Multi-Group Fairness Evaluation via Conditional Value-at-Risk Testing
This addresses the challenge of efficiently assessing fairness in ML models for high-dimensional sensitive attributes, which is crucial for applications like hiring or lending, though it is incremental as it builds on existing fairness evaluation methods.
The paper tackles the problem of evaluating performance disparities of machine learning models across groups defined by multiple sensitive attributes, where sample complexity grows exponentially with the number of attributes. It proposes a Conditional Value-at-Risk (CVaR) testing approach that reduces sample complexity to at most the square root of the number of groups by allowing small probabilistic slack, and also identifies a non-i.i.d. data collection strategy that achieves sample complexity independent of the number of groups.

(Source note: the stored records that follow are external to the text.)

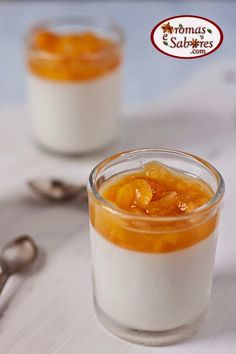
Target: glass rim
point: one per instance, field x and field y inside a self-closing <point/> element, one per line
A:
<point x="210" y="205"/>
<point x="80" y="19"/>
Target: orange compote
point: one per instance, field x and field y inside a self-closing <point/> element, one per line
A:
<point x="157" y="191"/>
<point x="147" y="208"/>
<point x="72" y="57"/>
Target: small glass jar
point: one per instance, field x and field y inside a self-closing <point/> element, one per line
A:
<point x="152" y="275"/>
<point x="74" y="83"/>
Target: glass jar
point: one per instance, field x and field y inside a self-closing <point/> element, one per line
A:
<point x="152" y="275"/>
<point x="74" y="83"/>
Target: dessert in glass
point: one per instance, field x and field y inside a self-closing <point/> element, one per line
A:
<point x="153" y="230"/>
<point x="74" y="83"/>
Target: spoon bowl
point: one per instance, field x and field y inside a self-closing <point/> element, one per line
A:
<point x="18" y="255"/>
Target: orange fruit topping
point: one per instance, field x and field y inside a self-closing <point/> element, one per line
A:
<point x="154" y="191"/>
<point x="72" y="57"/>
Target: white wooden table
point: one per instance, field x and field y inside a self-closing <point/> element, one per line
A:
<point x="50" y="310"/>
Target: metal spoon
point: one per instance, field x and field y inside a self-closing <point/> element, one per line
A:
<point x="55" y="190"/>
<point x="16" y="256"/>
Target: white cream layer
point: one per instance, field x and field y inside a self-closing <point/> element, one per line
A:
<point x="75" y="117"/>
<point x="152" y="291"/>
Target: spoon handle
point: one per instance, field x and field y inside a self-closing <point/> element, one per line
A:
<point x="3" y="278"/>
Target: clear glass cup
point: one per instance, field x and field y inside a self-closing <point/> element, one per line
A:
<point x="152" y="275"/>
<point x="74" y="91"/>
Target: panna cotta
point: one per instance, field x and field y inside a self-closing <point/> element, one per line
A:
<point x="74" y="85"/>
<point x="153" y="251"/>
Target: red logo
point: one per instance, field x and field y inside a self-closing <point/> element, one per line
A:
<point x="187" y="36"/>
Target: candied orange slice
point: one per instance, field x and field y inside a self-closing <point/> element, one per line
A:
<point x="163" y="206"/>
<point x="72" y="57"/>
<point x="137" y="192"/>
<point x="155" y="190"/>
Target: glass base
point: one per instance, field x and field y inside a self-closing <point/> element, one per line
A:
<point x="149" y="338"/>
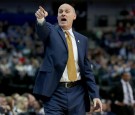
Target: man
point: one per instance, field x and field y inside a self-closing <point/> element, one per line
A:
<point x="122" y="96"/>
<point x="65" y="77"/>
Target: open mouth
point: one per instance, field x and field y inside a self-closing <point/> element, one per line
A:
<point x="63" y="19"/>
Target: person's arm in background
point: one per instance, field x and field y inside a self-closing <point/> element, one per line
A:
<point x="90" y="80"/>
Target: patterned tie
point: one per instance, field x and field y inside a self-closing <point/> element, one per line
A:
<point x="71" y="69"/>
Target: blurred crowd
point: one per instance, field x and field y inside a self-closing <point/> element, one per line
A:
<point x="111" y="52"/>
<point x="16" y="104"/>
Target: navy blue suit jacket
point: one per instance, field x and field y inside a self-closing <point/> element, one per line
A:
<point x="55" y="60"/>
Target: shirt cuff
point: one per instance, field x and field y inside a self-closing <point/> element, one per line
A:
<point x="40" y="21"/>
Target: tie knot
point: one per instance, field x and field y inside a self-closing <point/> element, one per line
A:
<point x="67" y="33"/>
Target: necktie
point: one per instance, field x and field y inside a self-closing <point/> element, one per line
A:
<point x="71" y="69"/>
<point x="128" y="93"/>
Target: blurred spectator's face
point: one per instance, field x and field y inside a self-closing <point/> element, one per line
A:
<point x="126" y="76"/>
<point x="66" y="16"/>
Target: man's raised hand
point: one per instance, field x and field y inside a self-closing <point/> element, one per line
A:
<point x="41" y="13"/>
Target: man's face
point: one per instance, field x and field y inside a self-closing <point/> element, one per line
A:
<point x="126" y="77"/>
<point x="66" y="16"/>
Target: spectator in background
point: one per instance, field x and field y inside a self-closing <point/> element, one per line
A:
<point x="122" y="96"/>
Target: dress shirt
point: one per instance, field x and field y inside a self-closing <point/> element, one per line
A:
<point x="75" y="51"/>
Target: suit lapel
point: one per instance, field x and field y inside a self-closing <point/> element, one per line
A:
<point x="62" y="36"/>
<point x="77" y="38"/>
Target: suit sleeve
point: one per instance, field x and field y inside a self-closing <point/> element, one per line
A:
<point x="89" y="77"/>
<point x="43" y="30"/>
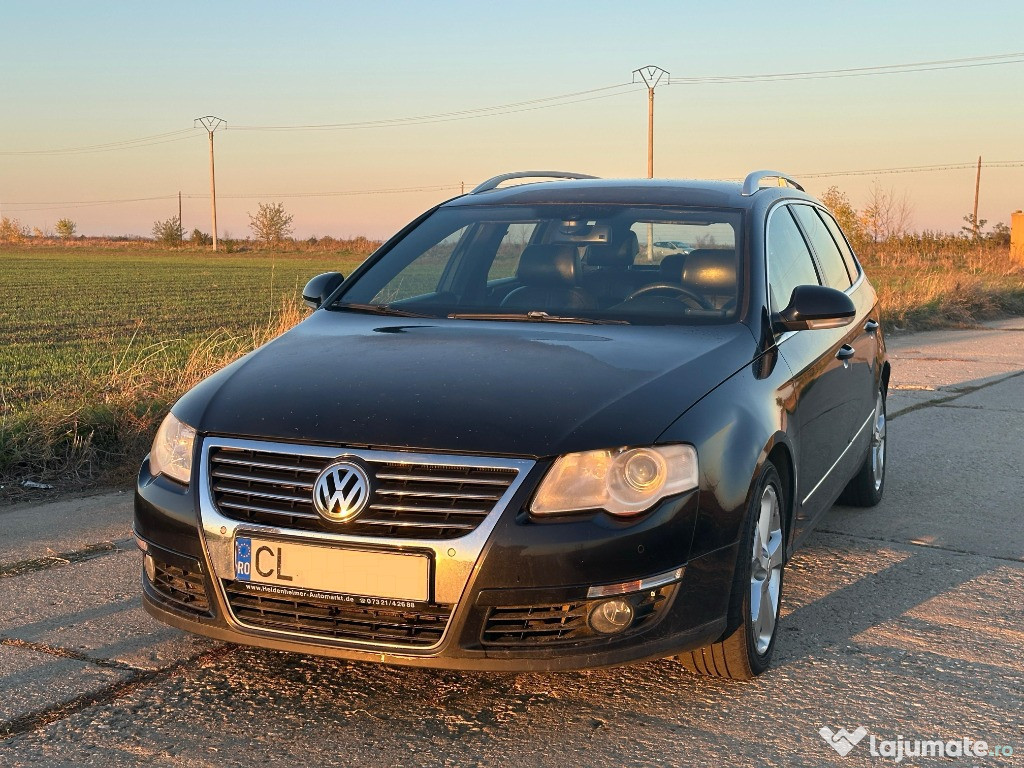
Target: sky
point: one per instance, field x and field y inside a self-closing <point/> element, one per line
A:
<point x="87" y="74"/>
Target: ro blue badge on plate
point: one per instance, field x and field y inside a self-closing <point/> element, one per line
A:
<point x="243" y="558"/>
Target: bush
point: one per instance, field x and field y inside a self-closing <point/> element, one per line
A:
<point x="11" y="230"/>
<point x="201" y="239"/>
<point x="66" y="228"/>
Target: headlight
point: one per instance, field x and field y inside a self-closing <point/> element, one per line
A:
<point x="172" y="448"/>
<point x="622" y="481"/>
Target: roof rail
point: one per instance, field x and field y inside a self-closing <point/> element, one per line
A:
<point x="492" y="183"/>
<point x="753" y="181"/>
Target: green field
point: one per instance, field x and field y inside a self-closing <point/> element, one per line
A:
<point x="95" y="342"/>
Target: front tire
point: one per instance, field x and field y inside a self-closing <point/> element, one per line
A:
<point x="757" y="590"/>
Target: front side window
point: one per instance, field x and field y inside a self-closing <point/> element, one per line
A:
<point x="790" y="262"/>
<point x="563" y="261"/>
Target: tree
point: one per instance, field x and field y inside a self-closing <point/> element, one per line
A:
<point x="199" y="238"/>
<point x="66" y="228"/>
<point x="838" y="202"/>
<point x="887" y="215"/>
<point x="167" y="231"/>
<point x="972" y="228"/>
<point x="271" y="223"/>
<point x="999" y="235"/>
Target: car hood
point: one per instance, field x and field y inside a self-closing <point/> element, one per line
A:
<point x="467" y="386"/>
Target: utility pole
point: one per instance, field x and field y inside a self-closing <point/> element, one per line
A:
<point x="977" y="189"/>
<point x="212" y="124"/>
<point x="650" y="76"/>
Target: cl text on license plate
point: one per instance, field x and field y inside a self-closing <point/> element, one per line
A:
<point x="392" y="574"/>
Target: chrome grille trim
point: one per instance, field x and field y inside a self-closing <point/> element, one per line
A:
<point x="454" y="556"/>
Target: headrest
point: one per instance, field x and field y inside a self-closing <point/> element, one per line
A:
<point x="548" y="264"/>
<point x="711" y="270"/>
<point x="672" y="267"/>
<point x="622" y="253"/>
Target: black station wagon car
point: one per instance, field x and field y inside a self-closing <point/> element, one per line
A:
<point x="562" y="424"/>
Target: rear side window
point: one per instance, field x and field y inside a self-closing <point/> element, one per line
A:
<point x="844" y="247"/>
<point x="790" y="262"/>
<point x="829" y="259"/>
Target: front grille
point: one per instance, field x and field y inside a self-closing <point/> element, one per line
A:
<point x="180" y="587"/>
<point x="536" y="625"/>
<point x="410" y="501"/>
<point x="542" y="625"/>
<point x="421" y="628"/>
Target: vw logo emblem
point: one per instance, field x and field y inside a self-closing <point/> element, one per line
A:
<point x="341" y="492"/>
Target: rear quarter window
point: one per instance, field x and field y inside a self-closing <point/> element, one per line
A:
<point x="844" y="246"/>
<point x="790" y="262"/>
<point x="829" y="259"/>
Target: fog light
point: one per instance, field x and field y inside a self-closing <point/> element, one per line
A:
<point x="609" y="616"/>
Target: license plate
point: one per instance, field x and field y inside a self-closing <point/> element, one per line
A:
<point x="394" y="576"/>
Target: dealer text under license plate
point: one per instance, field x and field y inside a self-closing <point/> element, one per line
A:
<point x="395" y="576"/>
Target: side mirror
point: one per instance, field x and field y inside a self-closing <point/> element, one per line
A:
<point x="814" y="307"/>
<point x="320" y="288"/>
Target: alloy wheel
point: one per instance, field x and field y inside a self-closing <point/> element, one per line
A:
<point x="766" y="569"/>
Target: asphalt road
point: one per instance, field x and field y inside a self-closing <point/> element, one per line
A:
<point x="905" y="620"/>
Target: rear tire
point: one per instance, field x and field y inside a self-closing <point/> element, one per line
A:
<point x="868" y="484"/>
<point x="757" y="590"/>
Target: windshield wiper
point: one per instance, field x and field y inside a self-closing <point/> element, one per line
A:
<point x="379" y="309"/>
<point x="536" y="316"/>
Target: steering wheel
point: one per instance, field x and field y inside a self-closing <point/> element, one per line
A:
<point x="671" y="288"/>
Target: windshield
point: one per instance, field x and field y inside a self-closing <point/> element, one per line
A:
<point x="560" y="263"/>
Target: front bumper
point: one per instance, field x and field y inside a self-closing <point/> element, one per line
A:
<point x="513" y="596"/>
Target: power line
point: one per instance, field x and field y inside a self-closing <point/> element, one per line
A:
<point x="946" y="64"/>
<point x="57" y="205"/>
<point x="914" y="169"/>
<point x="544" y="102"/>
<point x="483" y="112"/>
<point x="51" y="205"/>
<point x="131" y="143"/>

Machine learning (ML) models used in prediction and classification tasks may display performance disparities across population groups determined by sensitive attributes (e.g., race, sex, age). We consider the problem of evaluating the performance of a fixed ML model across population groups defined by multiple sensitive attributes (e.g., race and sex and age). Here, the sample complexity for estimating the worst-case performance gap across groups (e.g., the largest difference in error rates) increases exponentially with the number of group-denoting sensitive attributes. To address this issue, we propose an approach to test for performance disparities based on Conditional Value-at-Risk (CVaR). By allowing a small probabilistic slack on the groups over which a model has approximately equal performance, we show that the sample complexity required for discovering performance violations is reduced exponentially to be at most upper bounded by the square root of the number of groups. As a byproduct of our analysis, when the groups are weighted by a specific prior distribution, we show that Rényi entropy of order 2/3 of the prior distribution captures the sample complexity of the proposed CVaR test algorithm. Finally, we also show that there exists a non-i.i.d. data collection strategy that results in a sample complexity independent of the number of groups.